Fall 2016 Jack Limongelli (jal839@stern.nyu.edu)
Baseball is America's pasttime. It began in 1846 when the Carwright Knickerbockers lost to the New York Baseball Club in Hoboken, New Jersey. Fast foward eighty-one years, the 1927 Yankees capture the hearts of millions as they win the team's second World Series title and cement themselves as the single greatest team in the history of baseball. Figures like Babe Ruth and Lou Gehrig become popular culture icons, removing baseball from its wealthy-aristocratic origins and thrusting it to the masses. The game has evolved greatly since that historic year. Top tier players are now paid up to $30 million a year in the hope that they will help capture the Commissioner's Trophy. That being said, in 112 total World Series, six teams have managed to win 62 percent of championships and one team, the New York Yankees, have one 24 percent. The following question arises: Is there a formula for winning? This project attempts to answer that question.
There are two sides of baseball: hitting and pitching. Obviously, a team can't win games without scoring runs, but the oldest saying is that "defense wins championships." I will consider a teams ranking, relative to the other teams, in runs scored and runs allowed. Extending from those two categories, I will look at the team's regular season record as a percentage of total games won in order to account for the changing regular season length throughout history. Because these three categories are inhernently fundamental to the winning formula, I will also include the payroll of each team and the number of years since the team's previous World Series win. While the latter may not be as infomative historically bad teams, it may offer insight into the six teams mentioned above.
In [757]:
# Packages
import pandas as pd
import matplotlib.pyplot as plt
I importated pandas in order to read the excel spreadsheets that contain my data. Matplotlib will be used to create graphs, charts, and any other figure that helps describe my data.

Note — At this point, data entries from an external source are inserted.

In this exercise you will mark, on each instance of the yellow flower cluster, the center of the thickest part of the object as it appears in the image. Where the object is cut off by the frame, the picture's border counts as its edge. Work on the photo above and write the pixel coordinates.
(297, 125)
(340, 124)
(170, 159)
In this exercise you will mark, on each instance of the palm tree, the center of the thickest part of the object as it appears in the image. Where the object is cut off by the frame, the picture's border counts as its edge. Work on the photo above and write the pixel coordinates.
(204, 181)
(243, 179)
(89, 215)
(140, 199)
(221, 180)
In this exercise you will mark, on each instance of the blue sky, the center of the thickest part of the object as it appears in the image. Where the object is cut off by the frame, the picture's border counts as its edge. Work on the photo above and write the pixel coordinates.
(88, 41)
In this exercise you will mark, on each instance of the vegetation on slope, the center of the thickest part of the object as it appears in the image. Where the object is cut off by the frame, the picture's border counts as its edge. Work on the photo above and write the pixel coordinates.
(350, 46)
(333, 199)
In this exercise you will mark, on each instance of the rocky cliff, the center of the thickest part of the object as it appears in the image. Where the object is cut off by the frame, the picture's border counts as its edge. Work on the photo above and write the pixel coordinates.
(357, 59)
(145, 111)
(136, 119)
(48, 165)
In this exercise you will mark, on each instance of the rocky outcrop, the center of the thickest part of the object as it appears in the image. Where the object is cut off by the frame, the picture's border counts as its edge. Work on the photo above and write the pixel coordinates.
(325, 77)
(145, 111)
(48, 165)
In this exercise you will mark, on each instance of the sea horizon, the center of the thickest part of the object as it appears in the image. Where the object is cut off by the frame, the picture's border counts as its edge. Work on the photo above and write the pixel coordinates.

I collected my data from the following sources: http://www.baseball-reference.com, http://www.thebaseballcube.com/extras/payrolls/, http://www.espn.com/mlb/worldseries/history/winners. The first championship offically called the World Series was held in 1903 so that is my starting year. Unforunately, data regarding pay-roll only began to be tracked in 1988. However, it may still be useful considering the game today is more heavily based on signing free-agents rather than developing young talent as it was in the past. Because many teams have been added throughout the years, many teams will have either "0" or "NaN" for certain years.
In [758]:
#import wins
wins = '/Users/Jack/Desktop/Final/Wins.csv'
WinsTable = pd.read_csv(wins)
WinsTable
Out[758]:
In [759]:
#import Runs Against
RunsAgainst = '/Users/Jack/Desktop/Final/Runs Against.csv'
RunsAgainstTable = pd.read_csv(RunsAgainst)
RunsAgainstTable
Out[759]:
In [760]:
#import Runs
Runs = '/Users/Jack/Desktop/Final/Runs.csv'
RunsTable = pd.read_csv(Runs)
RunsTable
Out[760]:
In [761]:
#import Payroll
Payroll = '/Users/Jack/Desktop/Final/Payroll.csv'
PayrollTable = pd.read_csv(Payroll)
PayrollTable
# Payroll data is in % of league average
Out[761]:
In [762]:
#import Last WS
LastWS = '/Users/Jack/Desktop/Final/Last WS.csv'
LastWSTable = pd.read_csv(LastWS)
LastWSTable
Out[762]:
In [763]:
# Create new dataframe with just the Year and Winner columns from the original
RunsTableWinner = RunsTable[['Year','Winner']]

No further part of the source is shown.